MaxFunCon Podcast, ep. 12; "Keep Moving"; with Jesse Thorn
I'm an unapologetic fan of everything Jesse Thorn does, including The Sound of Young America, Jordan Jesse GO!, and, of course, his annual conference celebrating all things awesome, MaxFunCon. In fact, you may remember the talk on "Getting Started" that I presented at MFC last year.
In this admittedly rambling (but hopefully charming) interview, Jesse and I talk about what makes MaxFunCon so special, as well as how a person who's as--to use Jesse's parlance--"ADD-addled" as I am can actually put a 50,000-word book together.
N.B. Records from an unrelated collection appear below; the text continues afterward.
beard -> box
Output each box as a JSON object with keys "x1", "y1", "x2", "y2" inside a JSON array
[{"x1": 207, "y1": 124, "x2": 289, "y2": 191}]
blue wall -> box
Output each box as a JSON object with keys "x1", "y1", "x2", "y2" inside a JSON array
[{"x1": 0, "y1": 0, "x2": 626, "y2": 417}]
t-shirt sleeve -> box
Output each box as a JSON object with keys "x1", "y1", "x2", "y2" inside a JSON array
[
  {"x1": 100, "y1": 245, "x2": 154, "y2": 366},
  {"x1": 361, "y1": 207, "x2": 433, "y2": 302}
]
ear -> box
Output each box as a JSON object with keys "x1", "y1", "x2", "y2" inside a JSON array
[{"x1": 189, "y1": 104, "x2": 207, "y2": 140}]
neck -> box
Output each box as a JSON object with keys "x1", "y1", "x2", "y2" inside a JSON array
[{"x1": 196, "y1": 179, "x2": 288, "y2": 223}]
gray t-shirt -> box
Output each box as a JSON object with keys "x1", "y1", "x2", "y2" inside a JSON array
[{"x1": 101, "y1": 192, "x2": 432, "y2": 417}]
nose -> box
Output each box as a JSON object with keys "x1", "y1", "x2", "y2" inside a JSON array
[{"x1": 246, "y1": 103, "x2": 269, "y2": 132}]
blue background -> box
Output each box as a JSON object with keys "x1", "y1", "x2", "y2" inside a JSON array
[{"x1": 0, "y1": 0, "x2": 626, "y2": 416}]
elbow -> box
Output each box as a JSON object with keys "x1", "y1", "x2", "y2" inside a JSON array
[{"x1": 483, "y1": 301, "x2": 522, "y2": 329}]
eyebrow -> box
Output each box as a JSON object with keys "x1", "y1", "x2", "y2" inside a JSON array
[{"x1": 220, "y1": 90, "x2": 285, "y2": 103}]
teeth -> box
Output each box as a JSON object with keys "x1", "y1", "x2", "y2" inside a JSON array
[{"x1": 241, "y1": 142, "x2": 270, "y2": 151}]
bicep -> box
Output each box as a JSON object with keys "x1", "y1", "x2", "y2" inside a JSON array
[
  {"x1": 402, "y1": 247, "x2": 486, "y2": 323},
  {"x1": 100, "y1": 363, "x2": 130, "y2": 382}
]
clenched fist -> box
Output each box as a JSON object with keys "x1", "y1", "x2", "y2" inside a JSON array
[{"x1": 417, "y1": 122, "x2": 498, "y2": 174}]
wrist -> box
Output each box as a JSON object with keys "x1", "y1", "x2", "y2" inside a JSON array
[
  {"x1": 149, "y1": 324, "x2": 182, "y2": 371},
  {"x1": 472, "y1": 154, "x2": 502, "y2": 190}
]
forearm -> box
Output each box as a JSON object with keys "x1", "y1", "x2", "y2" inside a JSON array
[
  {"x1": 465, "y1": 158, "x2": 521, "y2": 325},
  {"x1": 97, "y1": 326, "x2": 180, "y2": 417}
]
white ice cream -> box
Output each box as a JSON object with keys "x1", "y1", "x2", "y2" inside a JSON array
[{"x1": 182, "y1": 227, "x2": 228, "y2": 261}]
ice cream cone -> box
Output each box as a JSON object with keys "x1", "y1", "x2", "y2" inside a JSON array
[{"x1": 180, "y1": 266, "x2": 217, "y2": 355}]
Along the way I profess my love for Maria Bamford, Jonathan Coulton, and Chris Hardwick, as well as extol the virtues of drinking vodka from a glass skull with John Hodgman.
Silliness aside, we talk frankly about the pants-be-crapping fear of performing (and the more profound terror of sucking at performing) that dogs anyone who's ever decided to get up in front of a bunch of strangers and try to be entertaining. It's hard. So hard. Which is kind of why I love it.
Alas, MaxFunCon 2010 is now way sold out, but you can claim your spot on the waiting list by writing to maxfuncon at gmail. It is, as I've repeatedly said, easily the best conference I've ever attended. Ever. Even more than DB/Expo '97.
Thanks for your patience with this one, and sorry in advance if this seems all me-me-me.
But, if anything, 43 Folders is a site that started and still exists for me to share what has and hasn't worked for me along the road to trying to make great stuff.
I hope all three of these interviews will be of interest to anyone who walks that same road, stumbles onto those same shoulders, and shares my cardinal interest in always dusting yourself off, stepping back on the path, and plodding toward whatever comes next.